About 30% of protein-coding genes in the human genome are related through two whole genome duplication (WGD) events. Although WGD is often credited with great evolutionary importance, the processes governing the retention of these genes and their biological significance remain unclear. One increasingly popular hypothesis is that dosage balance constraints are a major determinant of duplicate gene retention. We test this hypothesis and show that WGD-duplicated genes (ohnologs) have rarely experienced subsequent small-scale duplication (SSD) and are also refractory to copy number variation (CNV) in human populations and are thus likely to be sensitive to relative quantities (i.e., they are dosage-balanced). By contrast, genes that have experienced SSD in the vertebrate lineage are more likely to also display CNV. This supports the hypothesis of biased retention of dosage-balanced genes after WGD. We also show that ohnologs have a strong association with human disease. In particular, Down Syndrome (DS) caused by trisomy 21 is widely assumed to be caused by dosage effects, and 75% of previously reported candidate genes for this syndrome are ohnologs that experienced no other copy number changes.

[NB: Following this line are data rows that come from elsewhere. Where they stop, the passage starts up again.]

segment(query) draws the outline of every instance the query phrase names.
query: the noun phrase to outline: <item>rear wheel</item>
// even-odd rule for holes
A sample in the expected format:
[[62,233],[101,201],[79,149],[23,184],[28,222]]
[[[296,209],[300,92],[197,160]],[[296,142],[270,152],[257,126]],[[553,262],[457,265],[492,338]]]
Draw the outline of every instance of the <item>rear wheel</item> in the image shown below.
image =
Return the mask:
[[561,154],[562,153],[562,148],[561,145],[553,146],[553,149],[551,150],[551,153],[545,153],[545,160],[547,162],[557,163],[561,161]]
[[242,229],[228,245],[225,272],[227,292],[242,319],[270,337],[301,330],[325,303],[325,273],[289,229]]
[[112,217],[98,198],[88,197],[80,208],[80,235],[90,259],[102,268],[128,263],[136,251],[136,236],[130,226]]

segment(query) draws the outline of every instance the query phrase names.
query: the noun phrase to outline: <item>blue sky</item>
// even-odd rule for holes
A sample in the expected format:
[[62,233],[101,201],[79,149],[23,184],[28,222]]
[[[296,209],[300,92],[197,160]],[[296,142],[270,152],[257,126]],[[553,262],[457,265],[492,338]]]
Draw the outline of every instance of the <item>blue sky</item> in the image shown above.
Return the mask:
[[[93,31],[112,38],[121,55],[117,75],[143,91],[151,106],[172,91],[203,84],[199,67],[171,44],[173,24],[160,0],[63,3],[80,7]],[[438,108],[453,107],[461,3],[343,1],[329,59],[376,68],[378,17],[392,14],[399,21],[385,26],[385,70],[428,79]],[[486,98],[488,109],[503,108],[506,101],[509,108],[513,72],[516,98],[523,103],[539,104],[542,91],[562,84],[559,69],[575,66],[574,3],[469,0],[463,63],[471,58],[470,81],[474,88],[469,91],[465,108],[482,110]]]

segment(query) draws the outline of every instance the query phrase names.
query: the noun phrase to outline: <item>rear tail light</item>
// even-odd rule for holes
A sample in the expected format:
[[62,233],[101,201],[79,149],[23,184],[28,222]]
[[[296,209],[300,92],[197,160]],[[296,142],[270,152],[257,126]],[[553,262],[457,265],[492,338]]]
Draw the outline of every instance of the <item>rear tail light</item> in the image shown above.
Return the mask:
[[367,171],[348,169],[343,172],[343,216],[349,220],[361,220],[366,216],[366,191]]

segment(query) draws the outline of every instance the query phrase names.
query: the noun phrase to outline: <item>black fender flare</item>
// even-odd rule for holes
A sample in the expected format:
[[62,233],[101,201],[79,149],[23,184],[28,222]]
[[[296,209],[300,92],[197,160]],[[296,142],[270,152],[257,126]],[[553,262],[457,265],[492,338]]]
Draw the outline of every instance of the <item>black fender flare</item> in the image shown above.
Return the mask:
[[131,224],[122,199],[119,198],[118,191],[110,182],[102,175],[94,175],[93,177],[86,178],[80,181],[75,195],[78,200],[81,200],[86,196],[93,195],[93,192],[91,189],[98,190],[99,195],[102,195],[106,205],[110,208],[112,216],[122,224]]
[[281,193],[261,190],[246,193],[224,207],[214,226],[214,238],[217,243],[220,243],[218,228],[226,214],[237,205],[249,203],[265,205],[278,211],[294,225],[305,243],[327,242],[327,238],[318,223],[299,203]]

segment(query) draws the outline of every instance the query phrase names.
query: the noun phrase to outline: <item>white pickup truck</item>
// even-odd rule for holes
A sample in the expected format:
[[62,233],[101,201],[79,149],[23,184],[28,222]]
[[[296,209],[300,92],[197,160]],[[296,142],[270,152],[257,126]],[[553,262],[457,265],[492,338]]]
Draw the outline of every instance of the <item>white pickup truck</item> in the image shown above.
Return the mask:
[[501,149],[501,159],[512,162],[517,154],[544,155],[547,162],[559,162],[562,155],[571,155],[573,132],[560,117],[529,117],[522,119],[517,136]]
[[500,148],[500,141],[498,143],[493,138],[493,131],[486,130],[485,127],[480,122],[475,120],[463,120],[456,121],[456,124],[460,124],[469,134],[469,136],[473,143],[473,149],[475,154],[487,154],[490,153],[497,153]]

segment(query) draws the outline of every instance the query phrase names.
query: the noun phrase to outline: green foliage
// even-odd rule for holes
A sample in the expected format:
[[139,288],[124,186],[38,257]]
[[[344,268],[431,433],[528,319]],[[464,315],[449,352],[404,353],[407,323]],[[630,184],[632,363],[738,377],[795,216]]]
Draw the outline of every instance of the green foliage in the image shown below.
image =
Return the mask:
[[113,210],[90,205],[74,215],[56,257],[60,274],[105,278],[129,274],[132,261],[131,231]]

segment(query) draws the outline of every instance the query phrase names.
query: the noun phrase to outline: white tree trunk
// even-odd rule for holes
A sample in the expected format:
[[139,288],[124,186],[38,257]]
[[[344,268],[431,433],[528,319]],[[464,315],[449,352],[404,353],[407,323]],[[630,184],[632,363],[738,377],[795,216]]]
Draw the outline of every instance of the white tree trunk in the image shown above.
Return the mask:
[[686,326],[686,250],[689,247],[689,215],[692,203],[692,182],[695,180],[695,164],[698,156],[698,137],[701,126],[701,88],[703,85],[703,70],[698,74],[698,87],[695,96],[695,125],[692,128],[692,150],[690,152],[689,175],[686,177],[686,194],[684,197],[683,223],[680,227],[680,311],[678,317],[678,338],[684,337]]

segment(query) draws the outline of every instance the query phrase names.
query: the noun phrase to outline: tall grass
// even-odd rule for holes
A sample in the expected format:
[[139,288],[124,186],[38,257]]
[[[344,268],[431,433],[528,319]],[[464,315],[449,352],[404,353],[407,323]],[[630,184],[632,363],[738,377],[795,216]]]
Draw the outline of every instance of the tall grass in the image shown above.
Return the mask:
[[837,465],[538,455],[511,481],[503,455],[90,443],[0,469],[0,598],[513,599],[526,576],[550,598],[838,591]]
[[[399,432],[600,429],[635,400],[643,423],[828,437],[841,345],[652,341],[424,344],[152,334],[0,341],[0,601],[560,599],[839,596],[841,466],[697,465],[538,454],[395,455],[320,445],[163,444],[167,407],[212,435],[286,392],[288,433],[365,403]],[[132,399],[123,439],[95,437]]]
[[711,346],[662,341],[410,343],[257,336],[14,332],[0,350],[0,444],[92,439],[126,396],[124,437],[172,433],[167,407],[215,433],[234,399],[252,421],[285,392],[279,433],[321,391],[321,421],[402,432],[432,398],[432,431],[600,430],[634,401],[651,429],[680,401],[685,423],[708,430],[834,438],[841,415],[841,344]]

We propose the remaining dosage-balanced ohnologs on chromosome 21 as candidate DS genes. These observations clearly show a persistent resistance to dose changes in genes duplicated by WGD. Dosage balance constraints simultaneously explain duplicate gene retention and essentiality after WGD.

Fig. 1.

Tetrapod gene families. Each panel shows a hypothetical vertebrate gene family where members of each family have been generated by whole genome duplication (WGD) and/or small-scale duplication (SSD). Genes are labeled with the organism name. Many genes duplicated by WGD (ohnologs) are subsequently lost, and these are indicated in gray. (A and B) Ohnologs have been retained. (C and D) No ohnologs were retained. In order to compare the frequency of SSD of ohnologs and nonohnologs across a similar time-frame, vertebrate gene families are further broken down into tetrapod gene families (indicated by colored circles) and are classified into ohnologs without SSD and CNV (red), ohnologs that have experienced SSD or CNV (yellow), nonohnologs without SSD and CNV (blue) or nonohnologs that have experienced SSD or CNV (green).

Fig. 2.

Ohnologs and Down Syndrome (DS)-related genes on chromosome 21. Red and black vertical lines are ohnologs and other protein coding genes, respectively. Green dots mark reported DS candidate genes (Table 1). Gene symbols labeled in black and blue show dosage-balanced ohnologs (DBOs) and nonohnolog DS candidate genes, respectively. A gray rectangle indicates the Down Syndrome critical region covering 21q22.12, 21q22.13, and 21q22.2, which is shown in more detail below.